# Sensor con protocolo modbus



## luis diaz garcia (Ago 7, 2009)

Un gusto saludarlos y hacerles llegar una duda. Soy nuevo en estos temas de automatizacion y mi duda es con respecto a sensores con protocolo modbus y sobre una red 485 en general.
Primero, tengo un analizador de redes pm 710 de shneider (sensor de corriente , tension, potencia de una red alectrica) con protocolo modbus y puerto rs485, el cual viene con un software para poder supervisarlo.
Mi duda es la siguiente: Si quisiera supervisar varios de estos equipos con el software con el que viene como es que haria la red 485? es como una red ethernet que desde un switch salen diversos puntos para todos los dispositivos? como es exactamente que debo hacer la conexion? por favor espero m aclaren esto.
Ademas tengo otra duda , si quisiera conectar este equipo a un plc y poder obtener los datos en la memoria del plc ,como es que deberia hacer exactamente? que puerto deberia utilizar?  como se en que registro se guardan los datos?, espero me aclaren esta duda , gracias
Luis Diaz Garcia


----------



## Franco_80 (Dic 22, 2009)

Con la red 485 no podés conectar un switch(esto es para ethernet), directamente los conectás a todos en "guirnalda" y luego vas preguntando (poleando)  cada equipo por su número de "ID".


----------



## hammer_go (Ene 25, 2010)

El 485 es una ampliaciòn del 232, maneja voltajes màs altos y por ello lo puedes utilizar a mayor distancia, necesitas tener un maestro y varios esclavos, y con el poleo recoges los datos.


----------



## haragona (Ene 26, 2010)

luis diaz garcia dijo:


> Mi duda es la siguiente: Si quisiera supervisar varios de estos equipos con el software con el que viene como es que haria la red 485? es como una red ethernet que desde un switch salen diversos puntos para todos los dispositivos? como es exactamente que debo hacer la conexion?
> Luis Diaz Garcia



Luis, las redes 485 son un bus. Ésto quiere decir que debes conectar tanto los PM710 (esclavos modbus) como el Maestro modbus (PC con conversor RS232/RS485 o PLC) en paralelo.

http://www.wut.de/e-6wwww-11-apus-000.php



luis diaz garcia dijo:


> Ademas tengo otra duda , si quisiera conectar este equipo a un plc y poder obtener los datos en la memoria del plc ,como es que deberia hacer exactamente? que puerto deberia utilizar? como se en que registro se guardan los datos?, espero me aclaren esta duda , gracias
> Luis Diaz Garcia



Para saber de dónde sacar los datos deberías buscar el manual de usuario del PM710. En él se especifica cómo configurar el puerto de cmunicaciones de los PM (velocidad, paridad, bits de stop y Número de Identificación del esclavo).

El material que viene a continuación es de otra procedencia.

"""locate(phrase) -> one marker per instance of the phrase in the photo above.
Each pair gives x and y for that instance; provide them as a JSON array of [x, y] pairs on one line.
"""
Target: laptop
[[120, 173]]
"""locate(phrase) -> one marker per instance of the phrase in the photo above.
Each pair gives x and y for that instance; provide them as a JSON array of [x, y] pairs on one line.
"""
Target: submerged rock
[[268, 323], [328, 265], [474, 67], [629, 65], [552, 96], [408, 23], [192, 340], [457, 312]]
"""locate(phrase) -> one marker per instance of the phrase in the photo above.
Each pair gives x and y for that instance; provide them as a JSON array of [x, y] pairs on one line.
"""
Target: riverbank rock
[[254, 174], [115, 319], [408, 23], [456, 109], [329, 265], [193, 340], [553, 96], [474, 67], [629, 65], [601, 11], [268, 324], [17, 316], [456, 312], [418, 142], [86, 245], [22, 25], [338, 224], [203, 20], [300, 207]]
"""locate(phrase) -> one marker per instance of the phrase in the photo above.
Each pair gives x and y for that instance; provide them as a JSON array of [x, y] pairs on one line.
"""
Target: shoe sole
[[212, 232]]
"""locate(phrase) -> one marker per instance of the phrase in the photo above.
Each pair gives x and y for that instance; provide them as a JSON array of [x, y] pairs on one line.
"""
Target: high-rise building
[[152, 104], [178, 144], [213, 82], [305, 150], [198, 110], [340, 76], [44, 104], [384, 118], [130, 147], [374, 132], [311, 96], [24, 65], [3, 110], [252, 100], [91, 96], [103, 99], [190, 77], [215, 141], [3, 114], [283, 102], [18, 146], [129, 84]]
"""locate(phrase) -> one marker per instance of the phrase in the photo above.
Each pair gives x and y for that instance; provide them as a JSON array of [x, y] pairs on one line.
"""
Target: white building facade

Todos los dispositivos conectados al bus RS485 deben tener la misma configuración de velocidad, paridad y bits de stop, así como el tipo de protocolo (ASCII o RTU). No recuerdo si el PM710 permite seleccionar entre Modbus ASCII y Modbus RTU, eso deberías verlo en el manual y configurarlo.
Debes asignar un número de ID (Identificación) distinto a cada dispositivo del bus, creo que dentro del rango de 1 a 124. No importa qué numero le asignes a cada dispositivo. Con ésto quiero decir que da lo mismo que le asignes a un dispositivo el número 8 ó el 43 (no hay ningún tipo de prioridad). Éste ID que le asignas a cada PM es el que se utiliza luego en el PLC cuando deseas interrogar alguno de ellos.
Encontrarás en el manual una serie de tablas donde se vinculan las direcciones de los registros Modbus con los datos que te brinda el PM.



luis diaz garcia dijo:


> Ademas tengo otra duda , si quisiera conectar este equipo a un plc y poder obtener los datos en la memoria del plc ,como es que deberia hacer exactamente? que puerto deberia utilizar?
> Luis Diaz Garcia



Debes tener un PLC con capacidad de comunicación Modbus y si como capa física tiene RS485 es mucho mejor. Si fuera RS232 puedes usar un conversor RS232/485 y funciona sin onconvenientes.

Saludos,
Hernán


----------